Before you make a nasty comment below, let me clarify: I don't mean writers teaching about writing. I mean writers in a profession as a teacher, and more specifically a secondary school teacher. I also refer primarily to the marking (aka grading) aspect of the job, as opposed to actual delivery of curriculum. After all, some writers may be very good at preparing and delivering a lecture about writing... but what about then taking in 60 samples of writing from their audience and giving them feedback?
You can't (necessarily) just slap a percent grade on something these days either. Let me briefly go more into that aspect of the job, for the benefit of my writing friends who aren't teachers. You see, things have changed since you were in high school.
|Pictured: Not a typical class.|
Math has traditionally been known as a subject where you got a point for the answer, and then more points for showing your work. At the end of a test, points are totaled, giving you a mark like 40/50, so 80%. But lately (within the last ten years) there has been a shift to more level based marking. The idea being that if someone gets a mark like 23/50, they've probably demonstrated more than 46% of the material - maybe just continually made the same error, or mastered one of the three expectations but done very badly on the other two, and for that matter how do we quantify "you should learn 4% more" anyway? This person should pass.

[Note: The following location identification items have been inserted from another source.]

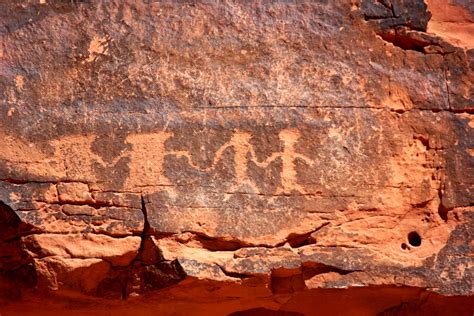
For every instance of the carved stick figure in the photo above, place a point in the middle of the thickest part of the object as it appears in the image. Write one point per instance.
(289, 179)
(240, 142)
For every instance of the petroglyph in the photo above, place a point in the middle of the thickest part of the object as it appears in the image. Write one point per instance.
(243, 152)
(143, 163)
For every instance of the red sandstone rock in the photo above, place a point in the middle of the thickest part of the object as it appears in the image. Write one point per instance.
(236, 159)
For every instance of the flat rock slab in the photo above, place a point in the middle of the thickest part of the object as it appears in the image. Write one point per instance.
(244, 156)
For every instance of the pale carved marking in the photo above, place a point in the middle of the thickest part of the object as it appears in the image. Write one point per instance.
(147, 159)
(240, 142)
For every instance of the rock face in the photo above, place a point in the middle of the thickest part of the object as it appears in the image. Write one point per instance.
(257, 158)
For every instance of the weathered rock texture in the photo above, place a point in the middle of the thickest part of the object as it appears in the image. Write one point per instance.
(254, 158)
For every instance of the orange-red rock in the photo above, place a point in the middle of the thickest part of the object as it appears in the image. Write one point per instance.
(261, 158)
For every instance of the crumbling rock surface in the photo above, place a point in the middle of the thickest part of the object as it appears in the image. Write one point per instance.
(257, 158)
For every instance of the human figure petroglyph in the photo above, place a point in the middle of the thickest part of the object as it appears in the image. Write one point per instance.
(288, 157)
(243, 150)
(240, 142)
(146, 161)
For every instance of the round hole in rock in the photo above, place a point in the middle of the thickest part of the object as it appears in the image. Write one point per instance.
(414, 239)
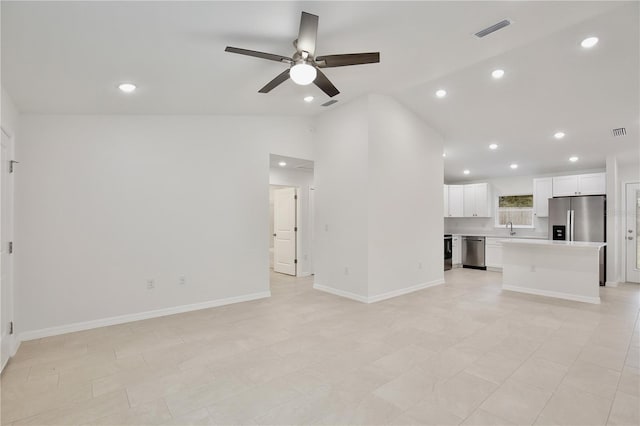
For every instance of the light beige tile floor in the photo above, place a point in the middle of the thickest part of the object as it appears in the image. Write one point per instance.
(461, 353)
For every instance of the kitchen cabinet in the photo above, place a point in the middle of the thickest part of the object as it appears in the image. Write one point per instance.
(587, 184)
(493, 253)
(456, 258)
(542, 191)
(455, 201)
(476, 200)
(446, 200)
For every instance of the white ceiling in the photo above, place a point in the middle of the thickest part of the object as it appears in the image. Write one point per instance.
(296, 164)
(68, 57)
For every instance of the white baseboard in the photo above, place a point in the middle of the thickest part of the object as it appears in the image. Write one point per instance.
(341, 293)
(104, 322)
(556, 294)
(379, 297)
(406, 290)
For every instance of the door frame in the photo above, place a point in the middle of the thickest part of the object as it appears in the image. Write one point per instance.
(624, 228)
(12, 343)
(297, 224)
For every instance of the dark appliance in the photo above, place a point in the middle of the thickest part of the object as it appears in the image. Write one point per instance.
(580, 219)
(448, 252)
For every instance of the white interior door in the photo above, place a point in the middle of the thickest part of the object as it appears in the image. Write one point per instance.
(632, 232)
(5, 264)
(284, 231)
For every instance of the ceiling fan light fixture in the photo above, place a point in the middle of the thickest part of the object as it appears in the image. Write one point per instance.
(303, 74)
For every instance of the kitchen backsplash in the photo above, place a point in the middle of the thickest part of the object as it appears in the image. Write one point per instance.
(486, 226)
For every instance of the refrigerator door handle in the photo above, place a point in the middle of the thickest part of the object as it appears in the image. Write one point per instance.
(572, 224)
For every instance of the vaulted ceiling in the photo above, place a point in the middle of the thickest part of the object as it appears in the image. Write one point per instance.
(68, 57)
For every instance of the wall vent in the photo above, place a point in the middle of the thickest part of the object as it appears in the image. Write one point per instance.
(493, 28)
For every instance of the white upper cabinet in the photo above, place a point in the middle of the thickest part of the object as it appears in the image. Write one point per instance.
(456, 200)
(542, 191)
(587, 184)
(477, 202)
(446, 200)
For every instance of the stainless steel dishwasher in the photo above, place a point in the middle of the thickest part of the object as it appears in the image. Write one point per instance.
(473, 252)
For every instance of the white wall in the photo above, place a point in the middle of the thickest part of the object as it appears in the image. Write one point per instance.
(106, 202)
(340, 175)
(378, 168)
(515, 185)
(405, 176)
(303, 180)
(628, 171)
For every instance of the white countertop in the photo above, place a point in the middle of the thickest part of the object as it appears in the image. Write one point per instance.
(553, 243)
(504, 237)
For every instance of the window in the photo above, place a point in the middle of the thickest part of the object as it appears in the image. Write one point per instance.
(517, 209)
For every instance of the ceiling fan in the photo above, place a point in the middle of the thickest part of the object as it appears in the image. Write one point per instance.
(304, 65)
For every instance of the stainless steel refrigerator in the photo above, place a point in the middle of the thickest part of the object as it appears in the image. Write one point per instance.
(580, 219)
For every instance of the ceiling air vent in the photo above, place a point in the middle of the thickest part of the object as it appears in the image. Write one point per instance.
(621, 131)
(493, 28)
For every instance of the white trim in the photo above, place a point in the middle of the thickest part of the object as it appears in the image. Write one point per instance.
(342, 293)
(14, 344)
(556, 294)
(379, 297)
(79, 326)
(402, 291)
(6, 132)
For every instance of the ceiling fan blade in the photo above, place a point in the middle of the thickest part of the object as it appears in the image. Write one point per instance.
(323, 83)
(308, 33)
(281, 78)
(256, 54)
(330, 61)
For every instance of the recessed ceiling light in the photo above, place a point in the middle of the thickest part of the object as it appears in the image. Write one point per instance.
(127, 87)
(559, 135)
(589, 42)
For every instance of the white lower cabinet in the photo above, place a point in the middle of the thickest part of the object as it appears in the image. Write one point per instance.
(493, 253)
(456, 257)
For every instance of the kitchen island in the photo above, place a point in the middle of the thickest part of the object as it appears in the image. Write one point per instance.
(562, 269)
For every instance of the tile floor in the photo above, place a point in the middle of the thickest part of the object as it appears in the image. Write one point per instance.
(462, 353)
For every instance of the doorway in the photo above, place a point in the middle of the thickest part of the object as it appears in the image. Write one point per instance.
(6, 211)
(284, 226)
(632, 232)
(290, 221)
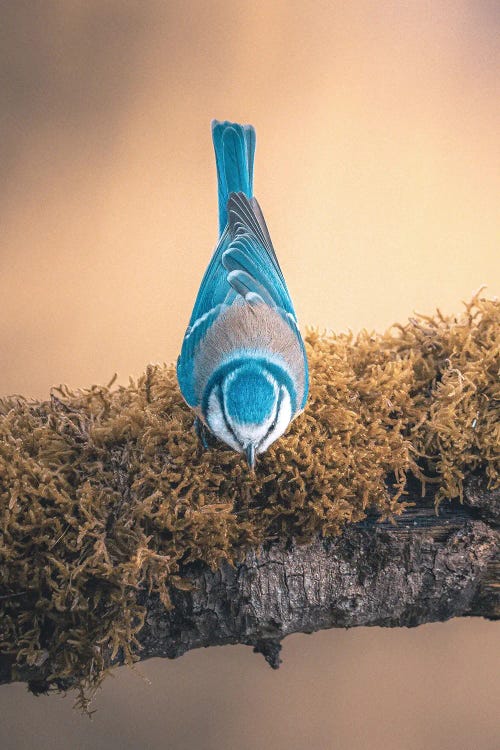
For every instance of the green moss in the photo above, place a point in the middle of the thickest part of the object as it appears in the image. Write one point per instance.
(106, 491)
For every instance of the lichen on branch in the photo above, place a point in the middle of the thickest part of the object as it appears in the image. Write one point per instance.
(106, 493)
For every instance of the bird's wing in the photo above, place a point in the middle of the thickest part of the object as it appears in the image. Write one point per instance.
(214, 295)
(244, 265)
(254, 271)
(250, 259)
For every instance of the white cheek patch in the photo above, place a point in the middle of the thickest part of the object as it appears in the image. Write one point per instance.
(282, 422)
(217, 423)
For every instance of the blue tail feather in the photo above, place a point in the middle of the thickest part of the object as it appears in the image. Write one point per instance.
(234, 154)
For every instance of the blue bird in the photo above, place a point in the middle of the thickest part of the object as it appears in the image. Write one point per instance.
(243, 366)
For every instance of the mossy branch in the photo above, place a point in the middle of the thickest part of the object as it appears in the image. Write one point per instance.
(122, 539)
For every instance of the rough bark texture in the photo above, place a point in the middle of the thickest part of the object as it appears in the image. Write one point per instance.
(426, 568)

Points are gone. Outcome based grading is here.
Some say this is about increasing the pass rate. Others counter that levels and outcomes provide more effective feedback. Besides, it applies the other way - if someone gets a mark like 49/50, do they really understand? Can they apply the knowledge to similar situations, or are they just regurgitating things from memory? How are they "lacking 2%" of the content anyway?
Now, I agree with the shift. I'm marking on levels. It also surprises me how good I am at it, because I'm effectively being asked to mark mathematics as if it were an english essay. (Not really what I signed up for, but a few years with it has helped.) So what's the problem?
IT TAKES ME FOR FREAKING EVER. AND A DAY.
|Writing comments no one will|
see is also counterproductive
Because I have to justify to myself whether this is actually a pass or a fail. Whether this is provincial standard, or just below. Do the student's mathematical justifications make sense? To what degree are errors in notation detracting from the overall understanding and presentation? What's the continuity like from this one section to the next? Are there any major plot holes? Am I satisfied with the end result, or should it be redone?
The observant may notice me slipping into writing mode there. Now, I'm not saying that I literally look at a math test like a story with rising action, a climax and denouement. (Though now that I mention it... no, no, not going to do metaphors!) What I am saying here is that there's some part of my brain that just HAS to make sense of what I'm seeing before I can finally throw down the 2+ (~68%) as opposed to 3- (~72%).
Which even I can acknowledge is ridiculous.
A colleague of mine did a check, changing level 2's to 2+'s to see if overall averages changed. They didn't. Another colleague blew through a set of tasks in an hour. That's a task which I wager I would have taken me three times as long to get through. Even I grant that 90% of the time, my first instinct is exactly the same as what goes on the page three minutes later. And yet I simply CANNOT turn off the part of my brain saying "maybe you've missed something; maybe it's important".
Moreover, I'm not sure I SHOULD turn that off.
|Hey, I just met you. But with my numbers, yes, I'm crazy.|
I write my own web series (the personification of math), for which I do a lot of self-editing. I carefully integrate mathematics into my characters too (pun intended - I include wordplay). I also roleplay, and have had such an eye for continuity that I ended up being the scribe of the gaming group I was with for several years. I've done beta reading of stories for friends (when I find time), and have picked up on things that other readers have missed. Plus I've taken the position of secretary for at least four different committees over the years.
In short, what I'm saying is, I pay attention to detail. And I'm GOOD at it. Aren't most writers?
So... if I start to just look at a test and go "level 2"... it feels like I'm losing a part of myself. As if I've taken the first step towards general indifference, towards accepting that "a glance is good enough". A glance is NEVER good enough when you're writing, certainly not if you want to get published! Even on the internet, if you see a couple spelling mistakes within the first paragraph of a story, do you really keep reading? (I suppose it might depend on to what degree other factors mitigate the problems with notation, so the person could still pass if... wait, no, stop!)
So, you might respond, simply separate your day job from your writing. Yes, I wish it were that easy; they're both a part of me. Moreover, of late, both involve large chunks of mathematics.
Thing is, because of my inability to glance, I just worked eight straight 9 hour days, including through the weekend. (I blogged about exam timelines earlier.) THIS IS NOT SUSTAINABLE. BUT I CAN'T STOP MYSELF. Not without compromising a part of who I am. (Or can I? Please, if you see something obvious that I'm missing, comment!)
In conclusion, let me grant the possibility that writers may NOT make poor teachers. It could be that editors make poor teachers... or that I make for a poor teacher (at least when it comes to evaluation)... or that anyone would be a poor teacher in this sort of situation. I don't know enough to judge. Only enough to write about it.